The obstruction by the KMT legislatures pose a long-term challenge for the effectiveness of the policy as also its timely review. The purpose of this exercise was to highlight the strength and weaknesses of the policy. Given the NSP is indispensable to Taiwan’s positioning in the Indo-Pacific, it seems the two KMT legislatures only meant to wastefully disrupt the review process and outcome of the report by the 11 deputy heads of the reporting ministries and departments.

The Opposition Loses Track, Again!

The NSP has been widely misinterpreted by opposition legislators on two counts at least. First, the legislators failed to acknowledge and appreciate the contribution of the policy in shaping Taiwan’s Asia policy and its potential to further strengthen ties with the 18 NSP partner countries. Rather, they focused on the economic component of the policy that has suffered a minor blow due to the COVID-19 pandemic. This is not adding to the discourse as the legislatures did not take the impact of COVID-19 into consideration.  In addition to that, the NSP is misconstrued by them as merely a policy to reduce Taiwan’s dependence on China, and consistently evaluated by comparing Taiwan-China trade and commerce with Taiwan and the NSP partner countries. They unfortunately did not take into consideration the increase in the volume of Taiwan’s investment in the NSP partner countries. What they have also not grasped yet is that the policy serves Taiwan’s national interests and foreign policy goals.

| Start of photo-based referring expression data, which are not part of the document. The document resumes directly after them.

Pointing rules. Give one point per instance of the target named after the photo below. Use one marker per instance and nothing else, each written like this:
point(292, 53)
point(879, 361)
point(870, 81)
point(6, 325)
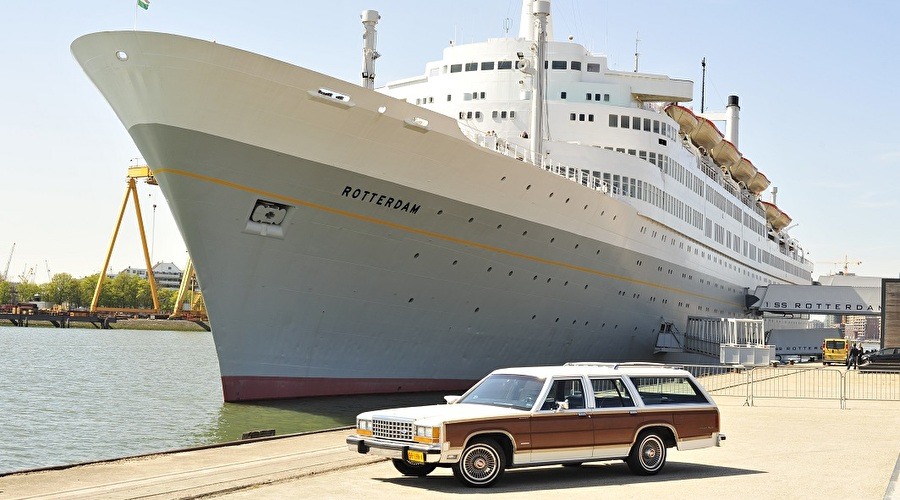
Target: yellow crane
point(135, 172)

Foreign policy of a country cannot be confined to the economic interests alone. It has to be balanced mix of all the factors. It is myopic to view the NSP only through the economic lens. Therefore, it is important to highlight that all the major components of the NSP: economic cooperation, talent cultivation, resource sharing, regional connection, and young leaders & the Yushan Forum. The policy should be defined and perceived through its “people-centric” spirit and cross-sectorial involvement. It is indisputable that the NSP is one of the most comprehensive strategies introduced by Taiwan.

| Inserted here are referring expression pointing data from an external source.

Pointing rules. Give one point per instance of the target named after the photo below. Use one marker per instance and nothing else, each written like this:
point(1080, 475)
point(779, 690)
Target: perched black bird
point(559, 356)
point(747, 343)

Need for Better Internal Coordination and Support for NGOs

Government should take this as an opportunity to promote the NSP’s comprehensive, diverse in linkages, and people-centric qualities. More dialogues and engagement among the major internal and external stakeholders are the need of the hour. It would be appropriate for President Tsai administration to clearly articulate whether the policy is an alternative to reducing its dependence on China or aimed at enhancing mutual cooperation with Asian countries.

A challenge for the NSP is that right now, internal coordination is administered by two institutions: Office of Trade Negotiations (OTN) for the policy execution and National Development Council (NDC) for supervision. More coordination between OTN and NDC is needed for better implementation of the policies. In addition, the internal integration of all the involved 15 ministries is another hotspot of the policy where legislators and academics put attention on. Some of the questions remain unanswered: are the coordination and the distribution of responsibilities between them working well? Is every involved ministry receiving the supervision equivalently? Furthermore, long-term development work undertaken by Taiwanese NGOs to the NSP countries should be recognized and supported further by the government.

Once the report is reviewed by the Legislative Yuan, the central government, the Executive Yuan should carefully brainstorm the findings and get involved in the serious review of the policies for making it more comprehensive and effective.